PDA

View Full Version : [SOLVED] nawk script tweak



onytz
October 23rd, 2008, 09:54 PM
Hello all,
I have a nawk script giving me almost the results I want.
I call it from the command-line with:


nawk -f xmlSR.awk args.xml

args.xml is:


<figure><graphic url="foo1.bar"/></figure>:<figure rend="big"><graphic url="foo1.bar"/></figure>
<figure><graphic url="foo2.bar"/></figure>:<figure rend="big"><graphic url="foo2.bar"/></figure>

xmlSR.awk is:


BEGIN {FS=":";n=1
while (getline<"source.xml">0)
line[n++]=$0
}
{for (i=1; i<n; i++) {
temp=line[i]
gsub($1, $2, temp)
print temp}
}
and source.xml is:


<root>
<parent><child/></parent>
<parent><figure><graphic url="foo1.bar"/></figure></parent>
<parent><figure><graphic url="foo2.bar"/></figure></parent>
<parent><figure><graphic url="foo3.bar"/></figure></parent>
<parent><figure><graphic url="foo4.bar"/></figure></parent>
</root>

When I invoke the script, I get the following output:


<root>
<parent><child/></parent>
<parent><figure rend="big"><graphic url="foo1.bar"/></figure></parent>
<parent><figure><graphic url="foo2.bar"/></figure></parent>
<parent><figure><graphic url="foo3.bar"/></figure></parent>
<parent><figure><graphic url="foo4.bar"/></figure></parent>
</root>
<root>
<parent><child/></parent>
<parent><figure><graphic url="foo1.bar"/></figure></parent>
<parent><figure rend="big"><graphic url="foo2.bar"/></figure></parent>
<parent><figure><graphic url="foo3.bar"/></figure></parent>
<parent><figure><graphic url="foo4.bar"/></figure></parent>
</root>

But all I want is one root element with the two modified figure elements as its children, like so:


<root>
<parent><child/></parent>
<parent><figure rend="big"><graphic url="foo1.bar"/></figure></parent>
<parent><figure rend="big"><graphic url="foo2.bar"/></figure></parent>
<parent><figure><graphic url="foo3.bar"/></figure></parent>
<parent><figure><graphic url="foo4.bar"/></figure></parent>
</root>

In English, I want to do a single search and replace on source.xml using all the colon-separated fields in args.xml.

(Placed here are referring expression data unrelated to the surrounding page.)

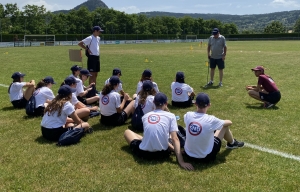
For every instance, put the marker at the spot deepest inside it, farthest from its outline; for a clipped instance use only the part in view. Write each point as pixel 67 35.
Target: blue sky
pixel 234 7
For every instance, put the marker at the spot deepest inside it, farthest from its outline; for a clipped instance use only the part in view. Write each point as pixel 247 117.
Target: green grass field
pixel 102 161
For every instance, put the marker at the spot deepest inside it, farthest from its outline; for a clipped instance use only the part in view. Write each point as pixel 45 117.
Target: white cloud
pixel 285 3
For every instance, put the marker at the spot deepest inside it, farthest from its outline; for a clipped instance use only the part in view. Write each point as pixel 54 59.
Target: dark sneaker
pixel 235 145
pixel 268 105
pixel 90 130
pixel 210 83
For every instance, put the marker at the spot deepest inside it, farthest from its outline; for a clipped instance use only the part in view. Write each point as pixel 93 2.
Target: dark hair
pixel 107 89
pixel 180 80
pixel 144 94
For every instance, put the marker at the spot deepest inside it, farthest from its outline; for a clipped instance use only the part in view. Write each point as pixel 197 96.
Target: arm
pixel 119 109
pixel 177 151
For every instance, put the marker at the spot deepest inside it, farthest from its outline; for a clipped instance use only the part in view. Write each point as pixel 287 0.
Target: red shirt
pixel 267 83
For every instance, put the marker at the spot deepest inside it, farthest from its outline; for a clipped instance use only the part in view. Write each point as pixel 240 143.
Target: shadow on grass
pixel 42 140
pixel 259 106
pixel 209 87
pixel 10 108
pixel 142 161
pixel 199 166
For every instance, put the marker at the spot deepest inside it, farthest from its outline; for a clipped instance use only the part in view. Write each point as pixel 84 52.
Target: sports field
pixel 102 161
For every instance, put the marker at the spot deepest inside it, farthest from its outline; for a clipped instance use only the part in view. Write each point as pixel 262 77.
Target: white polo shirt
pixel 109 103
pixel 200 129
pixel 93 43
pixel 16 91
pixel 140 85
pixel 148 106
pixel 54 121
pixel 158 125
pixel 120 88
pixel 180 91
pixel 41 95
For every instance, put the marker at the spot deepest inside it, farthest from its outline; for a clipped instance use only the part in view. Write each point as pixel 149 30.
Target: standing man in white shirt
pixel 92 45
pixel 216 52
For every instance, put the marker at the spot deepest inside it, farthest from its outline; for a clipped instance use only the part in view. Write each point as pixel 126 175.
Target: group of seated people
pixel 69 110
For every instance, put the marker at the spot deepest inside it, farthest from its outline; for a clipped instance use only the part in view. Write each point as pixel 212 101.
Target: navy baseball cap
pixel 147 73
pixel 259 68
pixel 147 85
pixel 117 71
pixel 17 75
pixel 215 31
pixel 85 72
pixel 75 68
pixel 202 100
pixel 49 80
pixel 71 80
pixel 160 99
pixel 97 28
pixel 66 90
pixel 179 75
pixel 114 80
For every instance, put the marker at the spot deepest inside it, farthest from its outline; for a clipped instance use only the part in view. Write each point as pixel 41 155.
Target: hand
pixel 187 166
pixel 126 96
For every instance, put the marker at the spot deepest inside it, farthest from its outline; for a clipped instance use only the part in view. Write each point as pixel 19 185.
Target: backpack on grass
pixel 30 106
pixel 70 137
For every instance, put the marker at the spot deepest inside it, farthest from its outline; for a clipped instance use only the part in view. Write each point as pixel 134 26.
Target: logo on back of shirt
pixel 105 100
pixel 178 91
pixel 195 128
pixel 36 92
pixel 153 119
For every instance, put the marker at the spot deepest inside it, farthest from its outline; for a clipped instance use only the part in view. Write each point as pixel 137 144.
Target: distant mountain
pixel 255 22
pixel 90 4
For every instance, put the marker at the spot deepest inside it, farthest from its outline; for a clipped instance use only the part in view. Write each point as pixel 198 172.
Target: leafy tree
pixel 275 27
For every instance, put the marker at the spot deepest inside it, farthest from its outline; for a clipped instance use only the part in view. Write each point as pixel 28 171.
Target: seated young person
pixel 158 126
pixel 182 93
pixel 17 97
pixel 55 121
pixel 83 93
pixel 266 89
pixel 43 95
pixel 146 75
pixel 113 110
pixel 204 133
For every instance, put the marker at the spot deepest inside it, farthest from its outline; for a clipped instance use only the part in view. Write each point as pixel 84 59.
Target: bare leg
pixel 83 113
pixel 28 92
pixel 224 133
pixel 221 74
pixel 130 108
pixel 93 78
pixel 212 73
pixel 130 136
pixel 92 99
pixel 255 95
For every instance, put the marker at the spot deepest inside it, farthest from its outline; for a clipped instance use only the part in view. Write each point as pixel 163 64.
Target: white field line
pixel 274 152
pixel 2 85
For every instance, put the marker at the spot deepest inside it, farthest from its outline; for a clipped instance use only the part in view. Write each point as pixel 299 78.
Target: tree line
pixel 33 19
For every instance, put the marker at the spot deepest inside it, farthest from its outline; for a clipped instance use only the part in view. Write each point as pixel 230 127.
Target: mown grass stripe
pixel 274 152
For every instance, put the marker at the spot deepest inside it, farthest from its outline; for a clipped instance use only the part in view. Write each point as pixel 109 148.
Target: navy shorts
pixel 135 148
pixel 217 62
pixel 21 103
pixel 93 63
pixel 53 134
pixel 116 119
pixel 212 155
pixel 273 97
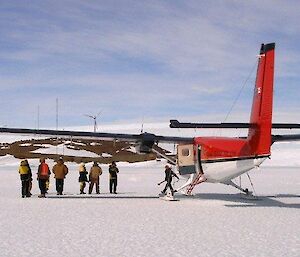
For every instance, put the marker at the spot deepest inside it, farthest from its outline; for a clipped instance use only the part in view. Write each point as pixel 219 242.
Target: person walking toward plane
pixel 25 176
pixel 94 175
pixel 113 177
pixel 168 178
pixel 43 176
pixel 60 171
pixel 82 177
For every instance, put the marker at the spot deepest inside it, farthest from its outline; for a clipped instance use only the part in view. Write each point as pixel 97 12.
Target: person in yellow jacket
pixel 60 171
pixel 94 175
pixel 25 176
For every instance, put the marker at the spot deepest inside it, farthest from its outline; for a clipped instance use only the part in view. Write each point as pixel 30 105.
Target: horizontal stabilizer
pixel 282 138
pixel 236 125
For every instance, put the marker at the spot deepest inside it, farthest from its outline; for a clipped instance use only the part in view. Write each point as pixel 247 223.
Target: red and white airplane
pixel 211 159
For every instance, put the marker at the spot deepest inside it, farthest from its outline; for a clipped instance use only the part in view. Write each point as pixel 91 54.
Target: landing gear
pixel 244 190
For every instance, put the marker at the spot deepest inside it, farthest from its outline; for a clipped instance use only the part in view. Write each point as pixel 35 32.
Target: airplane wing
pixel 236 125
pixel 147 139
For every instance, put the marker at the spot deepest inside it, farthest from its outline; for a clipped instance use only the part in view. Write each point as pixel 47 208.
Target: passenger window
pixel 185 152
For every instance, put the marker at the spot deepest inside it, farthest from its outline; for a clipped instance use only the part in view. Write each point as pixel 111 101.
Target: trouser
pixel 42 186
pixel 25 188
pixel 47 184
pixel 168 185
pixel 59 186
pixel 96 183
pixel 113 185
pixel 82 186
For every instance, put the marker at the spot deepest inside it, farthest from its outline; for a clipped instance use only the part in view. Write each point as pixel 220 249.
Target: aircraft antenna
pixel 94 117
pixel 142 128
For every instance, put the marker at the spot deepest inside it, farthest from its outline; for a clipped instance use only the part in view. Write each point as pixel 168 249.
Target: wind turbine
pixel 94 117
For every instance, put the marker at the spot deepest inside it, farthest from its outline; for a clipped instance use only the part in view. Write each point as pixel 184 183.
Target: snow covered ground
pixel 215 222
pixel 135 222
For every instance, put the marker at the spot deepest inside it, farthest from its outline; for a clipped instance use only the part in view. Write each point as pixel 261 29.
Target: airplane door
pixel 186 159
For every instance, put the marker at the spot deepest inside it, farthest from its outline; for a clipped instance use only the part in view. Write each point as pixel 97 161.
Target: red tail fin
pixel 261 115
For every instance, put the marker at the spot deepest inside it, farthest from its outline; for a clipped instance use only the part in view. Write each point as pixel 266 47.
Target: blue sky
pixel 142 60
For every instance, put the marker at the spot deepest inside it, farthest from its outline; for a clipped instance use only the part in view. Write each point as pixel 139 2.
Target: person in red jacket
pixel 43 176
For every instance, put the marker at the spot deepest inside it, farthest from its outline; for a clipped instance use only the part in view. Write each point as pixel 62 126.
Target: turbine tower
pixel 94 117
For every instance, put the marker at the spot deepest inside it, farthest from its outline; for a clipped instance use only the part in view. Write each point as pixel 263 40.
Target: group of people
pixel 60 170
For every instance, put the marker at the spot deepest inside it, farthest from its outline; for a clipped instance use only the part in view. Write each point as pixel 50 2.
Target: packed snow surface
pixel 216 221
pixel 135 222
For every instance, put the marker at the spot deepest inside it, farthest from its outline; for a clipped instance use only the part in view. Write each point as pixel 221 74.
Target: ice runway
pixel 216 221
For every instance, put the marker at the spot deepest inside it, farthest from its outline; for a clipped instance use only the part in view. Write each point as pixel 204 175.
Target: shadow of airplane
pixel 233 200
pixel 239 200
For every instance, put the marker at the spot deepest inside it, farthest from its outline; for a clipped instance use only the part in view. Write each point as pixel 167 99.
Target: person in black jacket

Any suggestions? Thanks in advance!

ghostdog74
October 24th, 2008, 01:53 AM
awk 'BEGIN{FS=":"}
FNR==NR{
org=$2
sub(/.*url=\"/,"",$2)
sub(/\"\/><\/figure>/,"",$2)
_[$2]=org
next
}
/url=/{
o=$0
sub(/.*url=\"/,"")
sub(/\"\/><\/figure>.*$/,"")
if ( $0 in _ ){
print "<parent><figure>" _[$0] "</parent>"
}else{
print o
}
next
}1
' args.xml source.xml

output:


# ./test.sh
<root>
<parent><child/></parent>
<parent><figure><figure rend="big"><graphic url="foo1.bar"/></figure></parent>
<parent><figure><figure rend="big"><graphic url="foo2.bar"/></figure></parent>
<parent><figure><graphic url="foo3.bar"/></figure></parent>
<parent><figure><graphic url="foo4.bar"/></figure></parent>
</root>

onytz
October 24th, 2008, 03:22 PM
Thanks!